The implication is obvious, but Egan won't confirm that he's eyeing a way to get in on the green rush.
On the December day when Egan is at Seattle Municipal Court, he strides into a ninth-floor hallway wearing a fitted black coat and orange backpack. Although he's back to his everyday cases, he's still got a buzz from the Etherly drama that broke the week before. "Did you see the recent video?" he asks another defense attorney as they both stand in line to talk to "Trooper Jany" about possible pleas and pretrial motions.

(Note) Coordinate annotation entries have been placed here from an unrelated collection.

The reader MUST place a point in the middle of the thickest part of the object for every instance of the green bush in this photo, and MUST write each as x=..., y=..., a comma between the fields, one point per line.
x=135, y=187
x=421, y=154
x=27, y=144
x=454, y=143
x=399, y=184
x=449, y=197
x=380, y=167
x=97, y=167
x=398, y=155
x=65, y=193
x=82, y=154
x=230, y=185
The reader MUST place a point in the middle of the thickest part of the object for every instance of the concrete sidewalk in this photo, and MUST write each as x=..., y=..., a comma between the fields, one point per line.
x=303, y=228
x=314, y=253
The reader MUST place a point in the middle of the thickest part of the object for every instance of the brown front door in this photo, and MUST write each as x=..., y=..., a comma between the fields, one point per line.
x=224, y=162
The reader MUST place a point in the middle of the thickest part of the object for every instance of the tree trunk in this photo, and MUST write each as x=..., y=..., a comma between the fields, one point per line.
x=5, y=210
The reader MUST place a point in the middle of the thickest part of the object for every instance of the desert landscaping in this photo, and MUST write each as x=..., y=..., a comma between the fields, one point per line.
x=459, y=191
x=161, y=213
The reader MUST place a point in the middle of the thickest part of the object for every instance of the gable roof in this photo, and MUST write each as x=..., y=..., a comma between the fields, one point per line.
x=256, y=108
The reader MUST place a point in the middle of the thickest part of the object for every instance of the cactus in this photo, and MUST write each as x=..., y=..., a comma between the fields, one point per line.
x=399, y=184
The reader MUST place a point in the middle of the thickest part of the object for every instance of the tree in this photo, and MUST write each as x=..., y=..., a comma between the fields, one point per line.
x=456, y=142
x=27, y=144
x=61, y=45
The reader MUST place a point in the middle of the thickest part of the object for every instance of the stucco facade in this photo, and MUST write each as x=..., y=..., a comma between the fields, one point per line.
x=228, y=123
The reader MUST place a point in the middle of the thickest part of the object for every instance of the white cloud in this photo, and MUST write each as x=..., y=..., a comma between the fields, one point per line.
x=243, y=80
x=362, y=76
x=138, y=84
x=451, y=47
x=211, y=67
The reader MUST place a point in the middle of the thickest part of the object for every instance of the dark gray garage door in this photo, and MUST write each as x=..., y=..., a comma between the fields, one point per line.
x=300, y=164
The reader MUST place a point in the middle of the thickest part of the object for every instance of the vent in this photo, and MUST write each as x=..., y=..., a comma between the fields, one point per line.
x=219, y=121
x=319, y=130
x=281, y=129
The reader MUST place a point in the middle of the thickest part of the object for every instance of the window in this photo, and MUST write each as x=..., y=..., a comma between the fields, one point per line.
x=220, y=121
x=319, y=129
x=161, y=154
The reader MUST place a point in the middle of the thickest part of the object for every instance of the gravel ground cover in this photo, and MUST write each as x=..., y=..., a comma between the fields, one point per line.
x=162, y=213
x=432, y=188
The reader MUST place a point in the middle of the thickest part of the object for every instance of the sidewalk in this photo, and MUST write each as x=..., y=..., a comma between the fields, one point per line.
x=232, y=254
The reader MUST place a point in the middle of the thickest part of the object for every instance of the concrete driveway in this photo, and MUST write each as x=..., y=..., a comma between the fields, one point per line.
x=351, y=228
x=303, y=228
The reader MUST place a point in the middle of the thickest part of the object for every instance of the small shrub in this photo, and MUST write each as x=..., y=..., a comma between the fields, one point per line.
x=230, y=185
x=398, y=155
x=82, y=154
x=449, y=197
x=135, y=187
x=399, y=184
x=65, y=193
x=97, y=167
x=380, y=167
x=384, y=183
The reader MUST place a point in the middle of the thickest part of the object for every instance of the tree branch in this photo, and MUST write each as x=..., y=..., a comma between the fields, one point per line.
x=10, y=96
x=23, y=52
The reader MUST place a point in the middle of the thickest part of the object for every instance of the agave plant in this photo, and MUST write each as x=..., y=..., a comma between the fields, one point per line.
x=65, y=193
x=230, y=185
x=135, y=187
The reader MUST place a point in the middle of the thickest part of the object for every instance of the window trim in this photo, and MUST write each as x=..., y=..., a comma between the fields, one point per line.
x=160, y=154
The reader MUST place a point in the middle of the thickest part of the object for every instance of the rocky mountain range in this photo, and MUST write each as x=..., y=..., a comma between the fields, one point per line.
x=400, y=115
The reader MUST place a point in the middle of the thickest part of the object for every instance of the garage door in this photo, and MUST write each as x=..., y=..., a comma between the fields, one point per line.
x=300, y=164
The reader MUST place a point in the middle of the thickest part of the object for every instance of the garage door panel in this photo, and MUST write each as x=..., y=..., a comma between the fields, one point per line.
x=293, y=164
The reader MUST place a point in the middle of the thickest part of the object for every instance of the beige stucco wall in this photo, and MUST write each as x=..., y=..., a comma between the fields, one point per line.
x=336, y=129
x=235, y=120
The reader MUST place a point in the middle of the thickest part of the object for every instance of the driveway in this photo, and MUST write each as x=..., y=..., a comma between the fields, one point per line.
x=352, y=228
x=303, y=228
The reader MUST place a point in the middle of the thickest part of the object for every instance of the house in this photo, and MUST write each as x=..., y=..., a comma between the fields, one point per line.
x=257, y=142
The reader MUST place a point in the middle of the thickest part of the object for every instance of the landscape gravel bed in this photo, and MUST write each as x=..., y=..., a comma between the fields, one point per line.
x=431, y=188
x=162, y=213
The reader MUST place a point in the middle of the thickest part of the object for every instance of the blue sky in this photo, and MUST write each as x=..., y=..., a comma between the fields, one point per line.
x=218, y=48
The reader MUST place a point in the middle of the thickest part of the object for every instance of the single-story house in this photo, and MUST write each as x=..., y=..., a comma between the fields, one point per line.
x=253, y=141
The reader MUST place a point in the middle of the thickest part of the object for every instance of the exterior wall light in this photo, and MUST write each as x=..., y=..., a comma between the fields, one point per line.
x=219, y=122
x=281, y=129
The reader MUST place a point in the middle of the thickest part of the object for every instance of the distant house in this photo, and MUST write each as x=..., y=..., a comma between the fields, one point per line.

"I heard about it," the attorney says.
When it's his turn to sit at the little table stationed by the prosecutor in a conference room outside court, Egan tells her that the government is going to want to downgrade the charge against his client, accused of DUI. "He's got a recording," Egan says. "It's hilarious!"
According to Egan, his client can be heard saying that he has only a seventh-grade education and cannot read and write. Yet Egan says the officer does not recite the warning legally required before asking for consent to administer a breath test. Instead the cop asks the man who has just said he's illiterate to read the warning himself. Therefore Egan is going to ask that the breath test be excluded from evidence.
Jany doesn't react much to the information. Her job is to move the case along, and since Egan wants a trial date, she gives him one. Later, in another conference room, Egan gives his client a pep talk. "I'm trying to avoid a DUI here. I think we've got a shot," he says. "We're just going to put the heat on."
That's exactly what his client wanted. The 27-year-old, who requests not to be named, recalls how he heard about Egan through a friend. "Hey, I've been seeing this guy on TV," his friend said. "This dude's really sticking it to the SPD!"